These days Gavin is content to be the taxi driver for his children Jacob and Gabriella to ferry them to their football games and training Down Under.

He is taking a break from coaching himself after impressing in charge of National Premier League One side Hakoah Sydney City East.

Rae still relishes watching his old club in action and he maintained: “Winning that last Old Firm game 3-0 at the end of the season was massive for Michael Beale, don’t let anyone tell you that any of those games don’t matter.

“I got injured on my debut in a 3-0 defeat at Celtic’s place and it was a nightmare, it felt horrible.

“It is a staggering match to play in the Old Firm derby, you just can’t explain it. You are five metres away from team-mates and they can’t hear you.

“I had some Old Firm draws, never a win, just the way it worked out for me but I will never forget the buzz of it all. I still love watching them all – even at midnight in Australia!
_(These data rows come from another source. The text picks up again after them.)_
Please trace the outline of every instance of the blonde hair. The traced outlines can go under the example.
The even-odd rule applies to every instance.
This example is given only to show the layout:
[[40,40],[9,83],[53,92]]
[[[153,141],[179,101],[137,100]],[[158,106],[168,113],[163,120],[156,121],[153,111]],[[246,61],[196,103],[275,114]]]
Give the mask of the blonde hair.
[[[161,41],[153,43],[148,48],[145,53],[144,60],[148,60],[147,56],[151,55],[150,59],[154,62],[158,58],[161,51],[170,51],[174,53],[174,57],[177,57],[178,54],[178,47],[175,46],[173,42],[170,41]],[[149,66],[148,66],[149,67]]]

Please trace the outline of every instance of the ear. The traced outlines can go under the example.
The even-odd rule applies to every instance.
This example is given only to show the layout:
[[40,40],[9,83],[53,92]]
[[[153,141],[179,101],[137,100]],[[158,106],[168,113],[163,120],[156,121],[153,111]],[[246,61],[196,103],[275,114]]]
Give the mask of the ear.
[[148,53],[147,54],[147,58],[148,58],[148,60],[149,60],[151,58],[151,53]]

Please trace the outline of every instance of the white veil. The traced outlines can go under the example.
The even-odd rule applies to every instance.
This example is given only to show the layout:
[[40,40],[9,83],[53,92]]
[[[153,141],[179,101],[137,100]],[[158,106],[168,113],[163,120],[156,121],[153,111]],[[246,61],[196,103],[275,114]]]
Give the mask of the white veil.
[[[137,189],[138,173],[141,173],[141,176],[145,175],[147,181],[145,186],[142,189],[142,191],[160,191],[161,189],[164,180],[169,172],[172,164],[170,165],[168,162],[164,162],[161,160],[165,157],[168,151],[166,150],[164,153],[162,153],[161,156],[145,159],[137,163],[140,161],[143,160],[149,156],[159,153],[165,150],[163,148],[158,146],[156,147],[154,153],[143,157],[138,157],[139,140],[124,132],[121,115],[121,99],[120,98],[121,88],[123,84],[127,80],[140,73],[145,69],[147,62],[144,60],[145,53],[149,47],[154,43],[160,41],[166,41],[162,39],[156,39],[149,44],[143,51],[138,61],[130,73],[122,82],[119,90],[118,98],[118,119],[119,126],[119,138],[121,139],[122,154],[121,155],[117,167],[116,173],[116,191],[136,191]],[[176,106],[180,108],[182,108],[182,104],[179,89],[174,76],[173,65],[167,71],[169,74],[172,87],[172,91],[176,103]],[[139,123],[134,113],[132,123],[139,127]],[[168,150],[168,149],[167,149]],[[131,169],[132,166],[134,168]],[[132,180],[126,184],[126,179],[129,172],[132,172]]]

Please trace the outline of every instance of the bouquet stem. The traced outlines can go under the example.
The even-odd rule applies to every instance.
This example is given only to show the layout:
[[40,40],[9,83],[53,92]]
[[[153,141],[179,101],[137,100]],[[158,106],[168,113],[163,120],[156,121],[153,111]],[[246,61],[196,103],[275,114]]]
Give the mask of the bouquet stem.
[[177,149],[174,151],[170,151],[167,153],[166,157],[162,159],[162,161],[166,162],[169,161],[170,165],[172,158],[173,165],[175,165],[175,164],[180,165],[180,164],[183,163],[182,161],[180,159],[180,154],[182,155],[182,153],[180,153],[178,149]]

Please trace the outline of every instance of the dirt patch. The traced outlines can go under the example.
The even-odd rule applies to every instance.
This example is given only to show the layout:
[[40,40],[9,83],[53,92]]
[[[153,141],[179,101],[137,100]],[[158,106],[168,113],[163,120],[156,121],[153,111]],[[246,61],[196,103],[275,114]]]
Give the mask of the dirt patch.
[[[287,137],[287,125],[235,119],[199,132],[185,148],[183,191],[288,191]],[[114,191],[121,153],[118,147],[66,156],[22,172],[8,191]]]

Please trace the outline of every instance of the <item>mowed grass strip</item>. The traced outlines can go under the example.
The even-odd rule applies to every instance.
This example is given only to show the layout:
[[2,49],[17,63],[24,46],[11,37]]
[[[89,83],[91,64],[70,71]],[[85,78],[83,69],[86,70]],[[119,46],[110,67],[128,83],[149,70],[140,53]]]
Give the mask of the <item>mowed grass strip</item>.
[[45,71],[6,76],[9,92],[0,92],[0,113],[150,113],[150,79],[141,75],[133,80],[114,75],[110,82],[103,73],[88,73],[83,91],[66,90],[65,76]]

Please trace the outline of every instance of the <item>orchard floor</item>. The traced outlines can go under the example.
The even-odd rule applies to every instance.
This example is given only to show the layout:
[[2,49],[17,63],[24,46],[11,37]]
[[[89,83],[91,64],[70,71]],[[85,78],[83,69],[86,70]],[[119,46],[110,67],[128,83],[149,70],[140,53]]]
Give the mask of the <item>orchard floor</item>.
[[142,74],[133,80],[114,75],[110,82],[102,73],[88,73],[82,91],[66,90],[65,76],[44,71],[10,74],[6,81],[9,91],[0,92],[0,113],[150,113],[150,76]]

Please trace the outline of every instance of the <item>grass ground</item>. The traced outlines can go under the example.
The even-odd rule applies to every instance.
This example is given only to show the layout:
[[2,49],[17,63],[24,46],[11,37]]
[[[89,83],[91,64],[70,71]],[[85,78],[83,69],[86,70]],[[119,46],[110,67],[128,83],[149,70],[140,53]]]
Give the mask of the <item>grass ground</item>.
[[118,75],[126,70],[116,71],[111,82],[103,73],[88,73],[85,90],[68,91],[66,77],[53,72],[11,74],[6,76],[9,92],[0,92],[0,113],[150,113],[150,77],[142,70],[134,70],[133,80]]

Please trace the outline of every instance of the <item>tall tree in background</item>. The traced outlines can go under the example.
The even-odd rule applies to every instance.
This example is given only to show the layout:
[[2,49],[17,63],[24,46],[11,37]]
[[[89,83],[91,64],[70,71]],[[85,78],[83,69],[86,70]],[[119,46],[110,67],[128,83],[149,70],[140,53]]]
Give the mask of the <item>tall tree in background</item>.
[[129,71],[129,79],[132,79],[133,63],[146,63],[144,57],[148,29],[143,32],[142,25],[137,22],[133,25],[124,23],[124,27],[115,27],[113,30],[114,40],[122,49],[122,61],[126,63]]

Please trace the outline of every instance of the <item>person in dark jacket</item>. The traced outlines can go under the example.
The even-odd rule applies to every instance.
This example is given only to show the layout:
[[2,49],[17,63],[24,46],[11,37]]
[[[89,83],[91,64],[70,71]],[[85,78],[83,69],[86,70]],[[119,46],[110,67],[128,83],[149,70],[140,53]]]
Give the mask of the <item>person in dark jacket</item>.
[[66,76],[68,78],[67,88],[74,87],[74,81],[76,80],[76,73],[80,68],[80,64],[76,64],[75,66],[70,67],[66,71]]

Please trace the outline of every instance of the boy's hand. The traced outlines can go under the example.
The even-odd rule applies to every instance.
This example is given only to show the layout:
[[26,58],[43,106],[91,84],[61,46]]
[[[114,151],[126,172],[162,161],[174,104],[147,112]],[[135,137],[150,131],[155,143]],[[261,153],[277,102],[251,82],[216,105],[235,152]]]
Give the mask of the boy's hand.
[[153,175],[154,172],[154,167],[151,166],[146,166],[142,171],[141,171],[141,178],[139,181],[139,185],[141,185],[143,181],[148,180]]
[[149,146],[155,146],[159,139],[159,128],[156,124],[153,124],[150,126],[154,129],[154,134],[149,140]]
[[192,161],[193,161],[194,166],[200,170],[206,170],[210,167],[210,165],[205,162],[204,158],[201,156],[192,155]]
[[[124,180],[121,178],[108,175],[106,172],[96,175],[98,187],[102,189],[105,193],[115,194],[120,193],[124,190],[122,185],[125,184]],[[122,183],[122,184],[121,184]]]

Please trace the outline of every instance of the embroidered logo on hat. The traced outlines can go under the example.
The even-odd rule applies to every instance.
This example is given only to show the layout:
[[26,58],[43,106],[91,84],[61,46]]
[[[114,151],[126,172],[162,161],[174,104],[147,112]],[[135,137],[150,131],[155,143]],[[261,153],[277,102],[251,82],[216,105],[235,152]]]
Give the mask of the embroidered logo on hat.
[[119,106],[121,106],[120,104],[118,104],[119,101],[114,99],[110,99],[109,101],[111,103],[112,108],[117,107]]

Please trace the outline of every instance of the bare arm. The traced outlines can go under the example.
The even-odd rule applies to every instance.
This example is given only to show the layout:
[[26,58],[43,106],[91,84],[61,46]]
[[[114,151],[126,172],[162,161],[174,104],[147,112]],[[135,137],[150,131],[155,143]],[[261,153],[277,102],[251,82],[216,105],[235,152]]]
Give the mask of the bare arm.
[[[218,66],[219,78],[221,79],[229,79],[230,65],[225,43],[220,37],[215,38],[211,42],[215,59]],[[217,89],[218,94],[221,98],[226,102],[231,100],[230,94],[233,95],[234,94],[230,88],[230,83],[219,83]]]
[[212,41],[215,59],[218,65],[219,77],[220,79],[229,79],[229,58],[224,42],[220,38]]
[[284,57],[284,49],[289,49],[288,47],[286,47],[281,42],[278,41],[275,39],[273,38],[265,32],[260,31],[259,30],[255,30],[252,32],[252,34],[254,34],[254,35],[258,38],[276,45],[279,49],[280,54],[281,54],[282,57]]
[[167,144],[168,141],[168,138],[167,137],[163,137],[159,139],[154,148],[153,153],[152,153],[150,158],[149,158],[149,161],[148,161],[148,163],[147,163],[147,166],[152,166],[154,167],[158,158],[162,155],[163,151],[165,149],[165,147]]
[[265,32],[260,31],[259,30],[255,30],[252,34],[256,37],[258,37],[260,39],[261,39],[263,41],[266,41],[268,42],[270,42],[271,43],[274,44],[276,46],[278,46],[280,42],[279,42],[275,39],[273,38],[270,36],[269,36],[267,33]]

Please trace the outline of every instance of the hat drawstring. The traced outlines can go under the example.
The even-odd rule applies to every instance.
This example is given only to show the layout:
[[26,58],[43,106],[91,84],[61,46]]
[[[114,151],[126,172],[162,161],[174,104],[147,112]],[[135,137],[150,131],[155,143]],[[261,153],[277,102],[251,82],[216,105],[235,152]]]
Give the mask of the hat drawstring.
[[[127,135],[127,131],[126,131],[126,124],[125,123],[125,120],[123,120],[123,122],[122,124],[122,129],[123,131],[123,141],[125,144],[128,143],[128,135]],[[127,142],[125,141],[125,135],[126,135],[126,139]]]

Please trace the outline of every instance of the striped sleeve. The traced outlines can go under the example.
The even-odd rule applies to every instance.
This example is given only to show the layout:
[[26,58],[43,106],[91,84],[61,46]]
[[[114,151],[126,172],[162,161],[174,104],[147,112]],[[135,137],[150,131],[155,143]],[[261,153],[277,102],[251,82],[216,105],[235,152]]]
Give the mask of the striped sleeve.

“I was at the Oceania Rangers Supporters Association (ORSA) event with Jorg Albertz and Mikey Mols recently and I just thought: ‘We are on the other side of the world and look how much it means to people.’ 

 “I have also been there with the Sydney True Blues cheering the team on and I live on the other side of the planet now.

“You look around on nights like that and that’s when you know you once played for a truly big club.”